6.5 Statelessness
We’ve already explored how state, if left unchecked, can lead us straight to the heat death of our applications. Keeping state to a minimum translates directly into applications that are easier to debug. The less global state there is, the less unpredictable the current conditions of an application are at any one point in time, and the fewer surprises we’ll run into while debugging.
One particularly insidious form of state is caching. A cache is a great way to increase performance in an application by avoiding expensive lookups most of the time. When state management tools are used as a caching mechanism, we might fall into a trap where different bits and pieces of derived application state were derived at different points in time, thus rendering different bits of the application using data computed at different points in time.

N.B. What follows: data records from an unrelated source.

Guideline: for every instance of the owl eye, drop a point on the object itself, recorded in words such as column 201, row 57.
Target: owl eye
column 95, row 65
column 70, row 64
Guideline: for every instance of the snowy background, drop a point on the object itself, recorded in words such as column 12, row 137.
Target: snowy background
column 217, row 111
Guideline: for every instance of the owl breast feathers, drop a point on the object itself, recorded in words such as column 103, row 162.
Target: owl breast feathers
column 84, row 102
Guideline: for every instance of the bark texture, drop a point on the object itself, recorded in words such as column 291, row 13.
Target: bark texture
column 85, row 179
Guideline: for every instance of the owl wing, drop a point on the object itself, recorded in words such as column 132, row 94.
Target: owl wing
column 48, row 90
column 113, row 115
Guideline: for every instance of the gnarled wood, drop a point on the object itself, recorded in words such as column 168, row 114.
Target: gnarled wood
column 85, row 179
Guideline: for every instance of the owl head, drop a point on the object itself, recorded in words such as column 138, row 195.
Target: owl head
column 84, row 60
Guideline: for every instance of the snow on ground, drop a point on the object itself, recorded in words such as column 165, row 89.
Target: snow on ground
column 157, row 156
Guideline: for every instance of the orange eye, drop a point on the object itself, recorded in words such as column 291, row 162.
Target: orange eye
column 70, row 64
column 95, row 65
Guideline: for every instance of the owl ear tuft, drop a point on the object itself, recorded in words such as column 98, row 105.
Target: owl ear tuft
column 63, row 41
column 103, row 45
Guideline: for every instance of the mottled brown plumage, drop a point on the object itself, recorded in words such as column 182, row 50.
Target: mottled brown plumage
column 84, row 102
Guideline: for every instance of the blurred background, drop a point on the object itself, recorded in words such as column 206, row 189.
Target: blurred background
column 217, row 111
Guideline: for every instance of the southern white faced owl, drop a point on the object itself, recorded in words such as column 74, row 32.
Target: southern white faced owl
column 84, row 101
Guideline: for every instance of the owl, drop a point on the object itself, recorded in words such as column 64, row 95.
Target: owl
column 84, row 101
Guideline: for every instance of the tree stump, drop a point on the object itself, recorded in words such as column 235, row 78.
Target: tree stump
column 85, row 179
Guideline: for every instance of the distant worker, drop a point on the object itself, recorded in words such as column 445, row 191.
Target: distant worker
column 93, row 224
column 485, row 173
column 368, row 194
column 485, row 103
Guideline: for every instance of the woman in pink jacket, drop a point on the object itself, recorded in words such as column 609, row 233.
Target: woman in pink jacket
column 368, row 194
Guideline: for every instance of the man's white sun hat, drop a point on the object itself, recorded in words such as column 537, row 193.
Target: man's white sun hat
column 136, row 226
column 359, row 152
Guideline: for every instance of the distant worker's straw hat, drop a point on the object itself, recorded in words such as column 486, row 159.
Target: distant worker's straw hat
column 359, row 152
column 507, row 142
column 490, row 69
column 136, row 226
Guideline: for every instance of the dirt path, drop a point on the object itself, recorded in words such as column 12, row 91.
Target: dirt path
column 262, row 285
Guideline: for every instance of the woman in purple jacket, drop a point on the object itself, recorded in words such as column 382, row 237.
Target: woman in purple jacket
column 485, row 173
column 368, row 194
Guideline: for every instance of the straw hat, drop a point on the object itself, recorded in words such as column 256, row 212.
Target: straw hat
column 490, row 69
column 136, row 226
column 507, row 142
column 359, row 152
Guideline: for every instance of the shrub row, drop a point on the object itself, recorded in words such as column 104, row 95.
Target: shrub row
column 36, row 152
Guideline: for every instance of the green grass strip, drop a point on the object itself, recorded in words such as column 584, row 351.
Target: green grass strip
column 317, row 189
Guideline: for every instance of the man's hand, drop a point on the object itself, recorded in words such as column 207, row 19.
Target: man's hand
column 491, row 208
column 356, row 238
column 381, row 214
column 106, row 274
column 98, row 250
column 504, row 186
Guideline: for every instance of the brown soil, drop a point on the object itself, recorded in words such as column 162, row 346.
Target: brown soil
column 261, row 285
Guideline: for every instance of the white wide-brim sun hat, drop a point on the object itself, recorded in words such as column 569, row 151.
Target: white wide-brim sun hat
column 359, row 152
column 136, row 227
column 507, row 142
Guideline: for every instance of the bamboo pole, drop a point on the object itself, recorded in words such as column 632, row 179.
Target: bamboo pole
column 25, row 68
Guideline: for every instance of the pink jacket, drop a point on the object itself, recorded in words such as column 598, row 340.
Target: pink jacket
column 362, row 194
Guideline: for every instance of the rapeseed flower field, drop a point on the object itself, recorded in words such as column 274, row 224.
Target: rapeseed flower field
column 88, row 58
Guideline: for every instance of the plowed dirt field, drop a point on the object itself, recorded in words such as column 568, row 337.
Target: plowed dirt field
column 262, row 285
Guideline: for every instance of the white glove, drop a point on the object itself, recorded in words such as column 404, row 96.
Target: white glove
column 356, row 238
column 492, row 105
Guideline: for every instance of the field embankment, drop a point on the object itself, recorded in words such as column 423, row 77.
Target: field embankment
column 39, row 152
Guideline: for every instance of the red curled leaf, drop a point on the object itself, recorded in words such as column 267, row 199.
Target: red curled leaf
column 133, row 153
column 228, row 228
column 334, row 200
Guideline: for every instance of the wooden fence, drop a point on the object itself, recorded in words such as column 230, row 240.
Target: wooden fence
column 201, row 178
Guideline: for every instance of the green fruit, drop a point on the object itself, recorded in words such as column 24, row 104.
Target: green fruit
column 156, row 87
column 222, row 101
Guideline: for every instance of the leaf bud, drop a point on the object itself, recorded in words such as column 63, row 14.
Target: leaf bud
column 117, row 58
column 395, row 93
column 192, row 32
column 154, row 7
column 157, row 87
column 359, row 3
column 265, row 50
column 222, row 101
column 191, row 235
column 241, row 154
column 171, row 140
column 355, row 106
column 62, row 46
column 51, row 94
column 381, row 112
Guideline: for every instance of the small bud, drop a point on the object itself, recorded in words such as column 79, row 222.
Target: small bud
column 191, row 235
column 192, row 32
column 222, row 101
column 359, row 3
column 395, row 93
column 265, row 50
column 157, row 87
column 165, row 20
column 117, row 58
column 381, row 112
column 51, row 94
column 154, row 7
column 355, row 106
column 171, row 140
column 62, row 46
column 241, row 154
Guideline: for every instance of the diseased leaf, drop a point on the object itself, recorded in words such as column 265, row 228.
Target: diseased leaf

Derived state should seldom be treated as state that’s separate from the data it was derived from. When it’s not, we might run into situations where the original data is updated, but the derived state is not, becoming stale and inaccurate. When, instead, we always compute derived state from the original data, we reduce the likelihood that this derived state will become stale.
State is almost ubiquitous, and practically a synonym of applications, because applications without state aren’t particularly useful. The question then arises: how can we better manage state? If we look at applications such as your typical web server, their main job is to receive requests, process them, and send back the appropriate responses. Consequently, web servers associate state to each request, keeping it near request handlers, the most relevant consumer of request state. There is as little global state as possible when it comes to web servers, with the vast majority of state contained in each request/response cycle instead. In this way, web servers save themselves from a world of trouble when setting up horizontal scaling with multiple server nodes that don’t need to communicate with each other in order to maintain consistency across web server nodes, leaving that job to a data persistance layer, which is ultimately responsible for the state as its source of truth.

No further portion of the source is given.